Most power outages will be over almost as soon as they begin, but some can last much longer – up to days or even weeks. Power outages are often caused by freezing rain, sleet storms and/or high winds which damage power lines and equipment. Cold snaps or heat waves can also overload the electric power system.
During a power outage, you may be left without heating, air conditioning, lighting, hot water, or even running water. Everyone has a responsibility to protect their homes and to be prepared before it happens.
Before the power goes out:
- Have emergency light sources (flashlights with extra batteries).
- Have at least one traditional (corded) phone in your house or a fully charged back-up cell phone battery.
- If you have an electric garage door opener, make sure there is an emergency handle in place and learn how to operate the door without power.
- Do not open your refrigerator or freezer unless it is absolutely necessary. A refrigerator will typically keep food cold for 4-6 hours and a full freezer approximately 2 days with the doors closed.
- Install surge protectors in your home to safeguard valuable electronic equipment such as computers and home entertainment systems.
- Know where to find each utility shut off – electricity, water and gas. Know how to turn each utility off and make sure you have the proper tools to do so close at hand.
- If you are on home oxygen or have any other life-sustaining equipment in your home, contact the service provider to learn the details of their emergency contingency plan in the event of a power outage.
- Make sure you have at least one vehicle with no less than half a tank of fuel.
During a power outage:
- Check to see if your neighbours have power. If you are the only house without electricity, check the main fuse in your electric service panel or fuse box to see if the main circuit breaker has been tripped or if a fuse has blown.
- Turn off all major non-essential appliances such as your electric range and washer/dryer. Appliances and tools left switched on will start up automatically. Turning them off prevents injury or fire.
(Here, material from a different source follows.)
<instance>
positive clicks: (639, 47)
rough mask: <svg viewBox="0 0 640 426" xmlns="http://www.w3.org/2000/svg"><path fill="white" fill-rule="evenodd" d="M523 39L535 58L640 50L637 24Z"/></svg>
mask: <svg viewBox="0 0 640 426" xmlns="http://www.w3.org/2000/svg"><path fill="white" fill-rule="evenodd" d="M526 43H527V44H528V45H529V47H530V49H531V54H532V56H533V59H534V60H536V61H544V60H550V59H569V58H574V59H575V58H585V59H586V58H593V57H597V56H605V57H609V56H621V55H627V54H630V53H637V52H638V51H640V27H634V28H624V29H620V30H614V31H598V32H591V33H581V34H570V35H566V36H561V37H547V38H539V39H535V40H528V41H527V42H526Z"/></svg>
- Turn off all lights but one (so you can tell when power has been restored).
- Unplug sensitive electronic equipment. This will reduce the chance of damage due to electrical surges once power has been restored.
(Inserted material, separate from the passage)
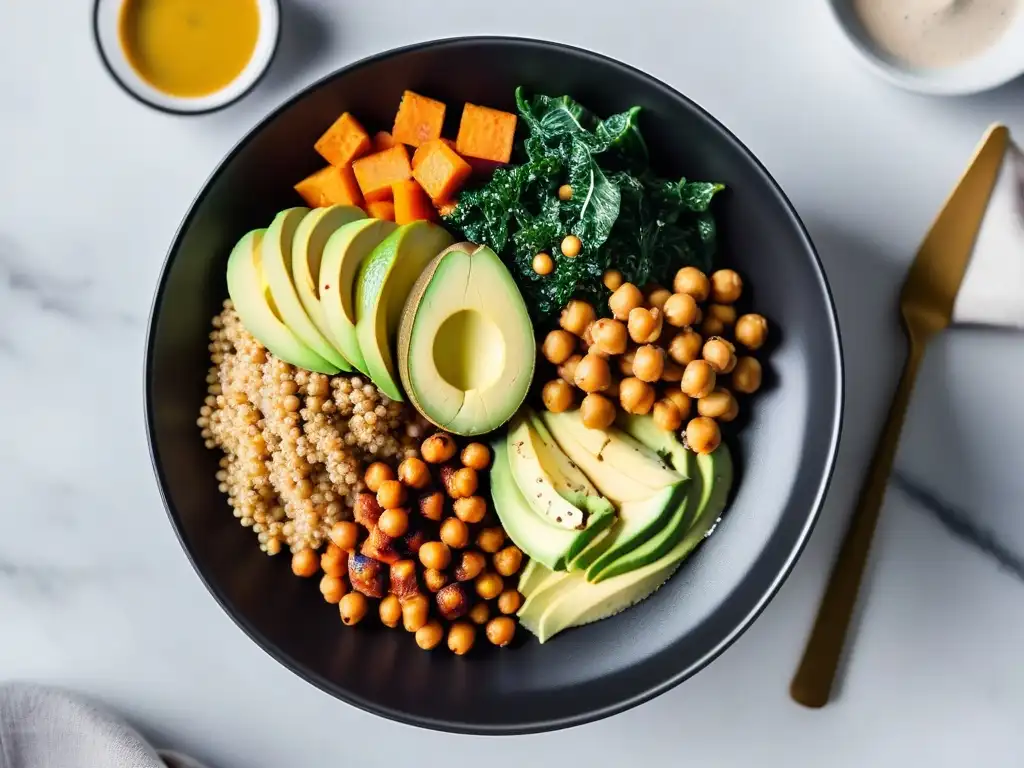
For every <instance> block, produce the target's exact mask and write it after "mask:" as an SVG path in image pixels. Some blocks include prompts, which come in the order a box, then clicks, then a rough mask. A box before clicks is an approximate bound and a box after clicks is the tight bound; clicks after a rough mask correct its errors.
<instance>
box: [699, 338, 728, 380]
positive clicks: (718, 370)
mask: <svg viewBox="0 0 1024 768" xmlns="http://www.w3.org/2000/svg"><path fill="white" fill-rule="evenodd" d="M701 353H702V354H703V358H705V359H706V360H708V365H710V366H711V367H712V368H713V369H714V370H715V373H716V374H727V373H729V372H730V371H732V369H733V368H735V367H736V355H735V354H733V352H732V345H731V344H730V343H729V342H727V341H726V340H725V339H723V338H722V337H720V336H712V337H711V338H710V339H708V341H706V342H705V345H703V349H702V350H701Z"/></svg>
- Keep your refrigerator and freezer doors closed to preserve the cold inside.
- If you light candles, use candleholders and never leave burning candles unattended.
When power is restored:
- Turn on only the most essential appliance first to give the electrical system a chance to stabilize. Wait 10 to 15 minutes before reconnecting other appliances.
- Check your fridge and freezer to ensure they are back on. Follow Health Unit Guidelines to determine if food may be at risk of spoilage (as some many not be visibly spoiled).
- Don’t forget to reset your clocks, timers and alarms.
- Replace any items from your Emergency Kit which you may have used so you are prepared for future emergencies.
Use of home generators:
Home generators are handy for backup electricity in case of an outage, but must only be used in accordance with the manufacturer’s guidelines. A back-up generator may only be connected to your home’s electrical system through an approved transfer panel and switch that has been installed by a qualified electrician.
Never plug a generator into a wall outlet as serious injury can result when the current produced by the home generator is fed back into the electrical lines, and transformed to a higher voltage. This can endanger the lives of utility employees working to restore the power.
To operate a generator safely:
- Follow the manufacturer’s instructions.
- Ensure that the generator operates outdoors in well-ventilated conditions, well away from doors or windows, to prevent exhaust gases from entering the house.
- Connect lights and appliances directly to the generator. If extension cords must be used, ensure they are properly rated, CSA-approved cords.